SCRITTI POLITTI Cupid & Psyche 85

1 The Word Girl 4:24 (UK single, #6)
2 Small Talk 3:39
Absolute 4:25 (UK single, #17)
4 A Little Knowledge 5:01
Don’t Work That Hard 3:59
6 Perfect Way 4:43 (UK single, #48)
7 Lover To Fall 4:12
Wood Beez (Pray Like Aretha Franklin) 4:48 (UK single, #10)
9 Hypnotize 3:34 (UK single, #68)

Let’s see how long I can last without mentioning sweetness…or chocolate…or Arif Mardin. Oops.

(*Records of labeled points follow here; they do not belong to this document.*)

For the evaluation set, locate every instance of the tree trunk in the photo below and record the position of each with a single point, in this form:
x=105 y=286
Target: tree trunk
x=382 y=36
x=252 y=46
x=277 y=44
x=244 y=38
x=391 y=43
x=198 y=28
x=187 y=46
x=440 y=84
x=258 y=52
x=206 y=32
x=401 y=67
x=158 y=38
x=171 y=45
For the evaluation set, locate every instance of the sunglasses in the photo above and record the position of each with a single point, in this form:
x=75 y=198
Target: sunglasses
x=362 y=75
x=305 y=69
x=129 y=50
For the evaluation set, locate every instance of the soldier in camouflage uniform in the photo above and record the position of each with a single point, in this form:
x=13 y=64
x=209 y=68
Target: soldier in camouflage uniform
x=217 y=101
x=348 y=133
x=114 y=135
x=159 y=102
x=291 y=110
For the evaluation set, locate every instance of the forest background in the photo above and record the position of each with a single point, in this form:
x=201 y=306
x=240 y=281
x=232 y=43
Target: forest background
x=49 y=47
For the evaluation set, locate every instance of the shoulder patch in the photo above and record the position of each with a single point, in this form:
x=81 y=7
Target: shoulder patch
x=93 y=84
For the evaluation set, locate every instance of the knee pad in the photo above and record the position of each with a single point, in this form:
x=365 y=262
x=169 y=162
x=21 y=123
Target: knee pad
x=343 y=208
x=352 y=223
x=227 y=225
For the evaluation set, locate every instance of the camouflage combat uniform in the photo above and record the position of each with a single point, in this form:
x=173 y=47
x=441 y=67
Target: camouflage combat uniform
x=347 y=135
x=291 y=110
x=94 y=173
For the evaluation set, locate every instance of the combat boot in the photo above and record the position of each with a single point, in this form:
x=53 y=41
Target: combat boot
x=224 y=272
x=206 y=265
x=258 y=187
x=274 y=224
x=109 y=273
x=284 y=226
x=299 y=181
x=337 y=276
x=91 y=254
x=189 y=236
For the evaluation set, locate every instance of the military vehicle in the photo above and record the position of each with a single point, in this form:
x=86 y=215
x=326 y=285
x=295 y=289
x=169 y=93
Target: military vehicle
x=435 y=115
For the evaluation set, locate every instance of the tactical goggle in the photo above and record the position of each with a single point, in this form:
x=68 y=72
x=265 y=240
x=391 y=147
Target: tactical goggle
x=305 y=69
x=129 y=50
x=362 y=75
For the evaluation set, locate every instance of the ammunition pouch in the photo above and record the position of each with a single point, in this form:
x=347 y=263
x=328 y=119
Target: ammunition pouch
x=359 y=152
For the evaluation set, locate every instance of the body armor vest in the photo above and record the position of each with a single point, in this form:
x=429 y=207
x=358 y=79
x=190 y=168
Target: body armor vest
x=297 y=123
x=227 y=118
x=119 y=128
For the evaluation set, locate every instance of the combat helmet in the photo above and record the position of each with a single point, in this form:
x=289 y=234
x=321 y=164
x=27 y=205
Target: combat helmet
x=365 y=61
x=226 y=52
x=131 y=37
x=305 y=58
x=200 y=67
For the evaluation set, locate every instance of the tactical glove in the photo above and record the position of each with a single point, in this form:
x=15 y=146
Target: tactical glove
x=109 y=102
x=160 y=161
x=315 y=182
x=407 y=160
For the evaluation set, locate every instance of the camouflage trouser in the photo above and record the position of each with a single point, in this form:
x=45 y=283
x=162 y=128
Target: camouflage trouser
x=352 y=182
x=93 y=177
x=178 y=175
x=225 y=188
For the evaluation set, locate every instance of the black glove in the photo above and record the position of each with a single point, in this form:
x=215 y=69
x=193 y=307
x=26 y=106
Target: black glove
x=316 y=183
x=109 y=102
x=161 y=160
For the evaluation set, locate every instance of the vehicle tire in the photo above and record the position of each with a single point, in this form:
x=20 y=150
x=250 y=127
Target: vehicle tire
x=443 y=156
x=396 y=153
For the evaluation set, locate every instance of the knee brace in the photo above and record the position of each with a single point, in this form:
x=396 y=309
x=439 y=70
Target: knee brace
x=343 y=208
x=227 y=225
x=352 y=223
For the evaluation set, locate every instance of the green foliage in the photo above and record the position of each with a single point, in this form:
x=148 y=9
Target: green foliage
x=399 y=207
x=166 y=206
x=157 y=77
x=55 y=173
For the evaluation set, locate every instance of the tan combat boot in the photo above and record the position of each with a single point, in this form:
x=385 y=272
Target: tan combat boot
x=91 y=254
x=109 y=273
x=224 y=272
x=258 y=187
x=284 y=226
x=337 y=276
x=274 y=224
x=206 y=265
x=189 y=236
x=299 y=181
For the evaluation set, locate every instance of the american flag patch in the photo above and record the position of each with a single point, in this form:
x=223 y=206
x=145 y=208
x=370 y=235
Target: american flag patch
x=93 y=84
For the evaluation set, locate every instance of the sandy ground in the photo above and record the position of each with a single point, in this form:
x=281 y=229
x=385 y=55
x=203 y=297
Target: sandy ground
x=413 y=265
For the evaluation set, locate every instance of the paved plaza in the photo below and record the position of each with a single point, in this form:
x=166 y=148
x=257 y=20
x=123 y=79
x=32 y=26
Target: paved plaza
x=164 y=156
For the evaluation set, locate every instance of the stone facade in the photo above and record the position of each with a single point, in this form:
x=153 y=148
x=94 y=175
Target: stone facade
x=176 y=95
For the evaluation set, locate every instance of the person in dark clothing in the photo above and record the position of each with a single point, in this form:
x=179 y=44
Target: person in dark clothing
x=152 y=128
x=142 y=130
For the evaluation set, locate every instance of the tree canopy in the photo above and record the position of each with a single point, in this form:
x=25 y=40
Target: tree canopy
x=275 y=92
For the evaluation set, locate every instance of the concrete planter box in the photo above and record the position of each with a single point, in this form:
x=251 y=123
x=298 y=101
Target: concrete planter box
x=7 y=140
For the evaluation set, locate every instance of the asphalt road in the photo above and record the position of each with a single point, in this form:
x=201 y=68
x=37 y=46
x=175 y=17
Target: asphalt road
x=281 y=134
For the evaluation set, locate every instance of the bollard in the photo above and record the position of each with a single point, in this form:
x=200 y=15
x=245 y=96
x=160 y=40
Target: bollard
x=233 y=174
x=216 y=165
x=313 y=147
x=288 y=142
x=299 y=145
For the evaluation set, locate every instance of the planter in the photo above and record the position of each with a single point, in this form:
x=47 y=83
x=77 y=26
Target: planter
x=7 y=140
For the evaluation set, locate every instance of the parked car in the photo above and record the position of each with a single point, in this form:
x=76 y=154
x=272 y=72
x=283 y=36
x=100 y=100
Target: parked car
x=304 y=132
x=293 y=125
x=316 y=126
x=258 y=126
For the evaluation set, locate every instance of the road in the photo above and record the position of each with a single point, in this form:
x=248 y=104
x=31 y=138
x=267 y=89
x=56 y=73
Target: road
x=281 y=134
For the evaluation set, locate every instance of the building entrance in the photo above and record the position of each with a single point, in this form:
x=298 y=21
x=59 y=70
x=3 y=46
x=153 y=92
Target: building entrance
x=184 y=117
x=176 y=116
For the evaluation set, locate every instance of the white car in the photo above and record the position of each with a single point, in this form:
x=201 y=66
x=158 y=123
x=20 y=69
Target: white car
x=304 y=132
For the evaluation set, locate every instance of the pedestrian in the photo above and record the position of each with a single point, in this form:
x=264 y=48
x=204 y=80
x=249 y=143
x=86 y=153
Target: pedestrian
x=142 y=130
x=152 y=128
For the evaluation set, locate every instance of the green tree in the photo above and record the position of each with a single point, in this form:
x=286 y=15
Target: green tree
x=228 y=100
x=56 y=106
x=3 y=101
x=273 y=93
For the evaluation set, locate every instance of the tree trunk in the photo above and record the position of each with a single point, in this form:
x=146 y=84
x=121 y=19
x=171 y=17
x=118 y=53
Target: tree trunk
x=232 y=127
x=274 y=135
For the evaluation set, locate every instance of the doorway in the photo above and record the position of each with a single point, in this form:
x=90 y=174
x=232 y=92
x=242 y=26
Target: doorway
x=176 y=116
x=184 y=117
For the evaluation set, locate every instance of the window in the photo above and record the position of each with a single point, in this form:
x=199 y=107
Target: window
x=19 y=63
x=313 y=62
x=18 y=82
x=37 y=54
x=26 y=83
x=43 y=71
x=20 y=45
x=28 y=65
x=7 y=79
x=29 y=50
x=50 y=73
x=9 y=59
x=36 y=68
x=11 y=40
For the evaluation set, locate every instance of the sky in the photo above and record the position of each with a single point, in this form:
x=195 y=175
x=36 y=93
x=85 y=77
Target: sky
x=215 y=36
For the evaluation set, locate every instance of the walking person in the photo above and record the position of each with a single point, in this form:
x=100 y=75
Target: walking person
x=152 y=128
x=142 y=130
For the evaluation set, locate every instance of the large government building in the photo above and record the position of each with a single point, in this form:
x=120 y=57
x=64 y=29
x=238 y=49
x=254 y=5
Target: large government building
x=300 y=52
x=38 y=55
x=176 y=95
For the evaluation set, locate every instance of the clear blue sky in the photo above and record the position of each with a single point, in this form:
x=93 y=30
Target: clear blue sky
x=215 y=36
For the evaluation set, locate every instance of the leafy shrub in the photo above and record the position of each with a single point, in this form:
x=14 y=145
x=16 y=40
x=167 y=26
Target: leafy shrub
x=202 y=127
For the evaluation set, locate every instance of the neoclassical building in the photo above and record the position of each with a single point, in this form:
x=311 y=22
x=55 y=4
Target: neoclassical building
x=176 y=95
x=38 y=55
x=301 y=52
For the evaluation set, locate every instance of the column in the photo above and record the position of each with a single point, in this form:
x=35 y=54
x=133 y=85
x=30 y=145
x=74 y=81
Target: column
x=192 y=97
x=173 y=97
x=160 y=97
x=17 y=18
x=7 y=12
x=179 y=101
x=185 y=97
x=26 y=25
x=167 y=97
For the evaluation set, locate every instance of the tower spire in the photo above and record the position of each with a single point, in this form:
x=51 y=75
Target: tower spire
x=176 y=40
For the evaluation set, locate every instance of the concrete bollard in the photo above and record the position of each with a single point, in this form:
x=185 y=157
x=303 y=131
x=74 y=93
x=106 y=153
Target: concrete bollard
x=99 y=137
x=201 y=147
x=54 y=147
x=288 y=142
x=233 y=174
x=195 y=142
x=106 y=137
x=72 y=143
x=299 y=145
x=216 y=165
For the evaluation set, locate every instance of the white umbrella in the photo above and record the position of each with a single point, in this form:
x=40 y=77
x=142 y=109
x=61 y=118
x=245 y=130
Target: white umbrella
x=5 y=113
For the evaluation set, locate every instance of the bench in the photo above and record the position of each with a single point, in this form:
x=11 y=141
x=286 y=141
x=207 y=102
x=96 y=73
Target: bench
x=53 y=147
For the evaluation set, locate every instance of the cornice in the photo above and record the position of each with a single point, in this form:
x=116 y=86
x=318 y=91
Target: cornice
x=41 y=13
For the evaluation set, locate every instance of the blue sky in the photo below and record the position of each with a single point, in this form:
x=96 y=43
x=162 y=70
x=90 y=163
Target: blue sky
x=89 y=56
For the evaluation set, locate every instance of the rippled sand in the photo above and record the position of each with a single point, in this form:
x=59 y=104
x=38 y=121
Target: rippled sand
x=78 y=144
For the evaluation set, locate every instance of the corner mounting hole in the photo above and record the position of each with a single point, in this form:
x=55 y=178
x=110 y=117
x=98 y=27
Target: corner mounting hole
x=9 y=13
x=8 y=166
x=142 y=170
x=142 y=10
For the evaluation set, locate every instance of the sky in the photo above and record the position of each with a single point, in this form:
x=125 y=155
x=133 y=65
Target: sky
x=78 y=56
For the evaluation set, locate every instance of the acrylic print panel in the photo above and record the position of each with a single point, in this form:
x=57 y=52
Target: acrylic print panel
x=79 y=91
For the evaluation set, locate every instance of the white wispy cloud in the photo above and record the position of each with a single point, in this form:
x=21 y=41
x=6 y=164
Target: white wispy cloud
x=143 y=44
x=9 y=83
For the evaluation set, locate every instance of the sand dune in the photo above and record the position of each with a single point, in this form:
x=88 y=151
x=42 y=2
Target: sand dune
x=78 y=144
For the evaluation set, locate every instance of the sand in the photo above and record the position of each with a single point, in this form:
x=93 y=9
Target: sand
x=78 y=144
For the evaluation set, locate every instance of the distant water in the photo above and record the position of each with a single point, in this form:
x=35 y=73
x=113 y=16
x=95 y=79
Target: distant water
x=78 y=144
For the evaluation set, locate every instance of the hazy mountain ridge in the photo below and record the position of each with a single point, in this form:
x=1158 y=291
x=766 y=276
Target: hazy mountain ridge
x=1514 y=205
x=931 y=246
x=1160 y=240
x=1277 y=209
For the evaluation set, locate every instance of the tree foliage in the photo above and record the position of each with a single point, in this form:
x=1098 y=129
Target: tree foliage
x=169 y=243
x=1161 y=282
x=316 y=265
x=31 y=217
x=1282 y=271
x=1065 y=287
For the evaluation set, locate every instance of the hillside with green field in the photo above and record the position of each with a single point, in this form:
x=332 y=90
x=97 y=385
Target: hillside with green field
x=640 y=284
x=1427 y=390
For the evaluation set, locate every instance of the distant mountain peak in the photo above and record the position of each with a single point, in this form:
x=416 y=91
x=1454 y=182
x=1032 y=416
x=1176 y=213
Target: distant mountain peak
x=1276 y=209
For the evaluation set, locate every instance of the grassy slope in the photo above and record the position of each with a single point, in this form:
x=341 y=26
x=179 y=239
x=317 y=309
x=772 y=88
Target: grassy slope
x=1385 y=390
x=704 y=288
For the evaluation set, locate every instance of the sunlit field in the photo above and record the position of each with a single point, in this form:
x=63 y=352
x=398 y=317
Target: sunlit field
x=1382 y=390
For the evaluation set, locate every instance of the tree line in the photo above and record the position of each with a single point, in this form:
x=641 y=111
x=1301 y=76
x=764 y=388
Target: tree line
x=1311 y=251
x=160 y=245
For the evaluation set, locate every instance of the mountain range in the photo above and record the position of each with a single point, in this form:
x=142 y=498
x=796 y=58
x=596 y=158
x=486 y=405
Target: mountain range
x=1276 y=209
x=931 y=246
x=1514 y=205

One wonders how things might have turned out had Green/Virgin records procrastinated much longer and Cupid & Psyche not been released just before Live Aid in the summer of 1985. That June saw some other pretty seminal, intelligent pop albums also emerge; Prefab Sprout’s Steve McQueen and Talking Heads’ Little Creatures chief amongst them. Scritti got their chart moment in the sun, with a Top 5 debut, but post-Live Aid, and no doubt due to 4 singles having already been taken from it, sales dropped off quite rapidly. Not even a nifty single remix of Perfect Way could crack the Top 40 (it did, however, take them to the brink of the US Top 10 a few months later).

The album era effectively lasted about 18 months, from when Wood Beez entered the Top 100 in March 1984 to the dying embers of Perfect way’s doomed residency in the lower reaches of the Top 75. At a time when most campaigns were trailed by only one, or maybe two, singles, and acts would issue new albums every year or so, the regular 3-year gaps between Scritti records made them stand out from the majority of the pop crowd.

It’s true that arguably the trio of finest songs were the ones produced by Arif Mardin, and for all the endeavours of David Gamson, Fred Maher and Green to bring the rest of the album up to the same lofty standards you can hear the difference, but even so the quality never drops. The sequencing is a bit off, to these ears, as Hypnotize makes for an odd closing track and Wood Beez gets buried towards the end of Side 2 instead of being the main attraction.

Essentially, what Scritti Politti represented was something very unique in a variety of ways; Green’s helium-candy vocals, the articulate and ever-so-slightly pretentious lyrical conceits and unashamed wordplay, the stunning sleeve artwork for every single and the album itself; they had an identity which stood apart from the rest and yet they fitted seamlessly into the Smash Hits world.

At least, they did before everything became about authenticity, good causes and whether you could work a stadium crowd or not.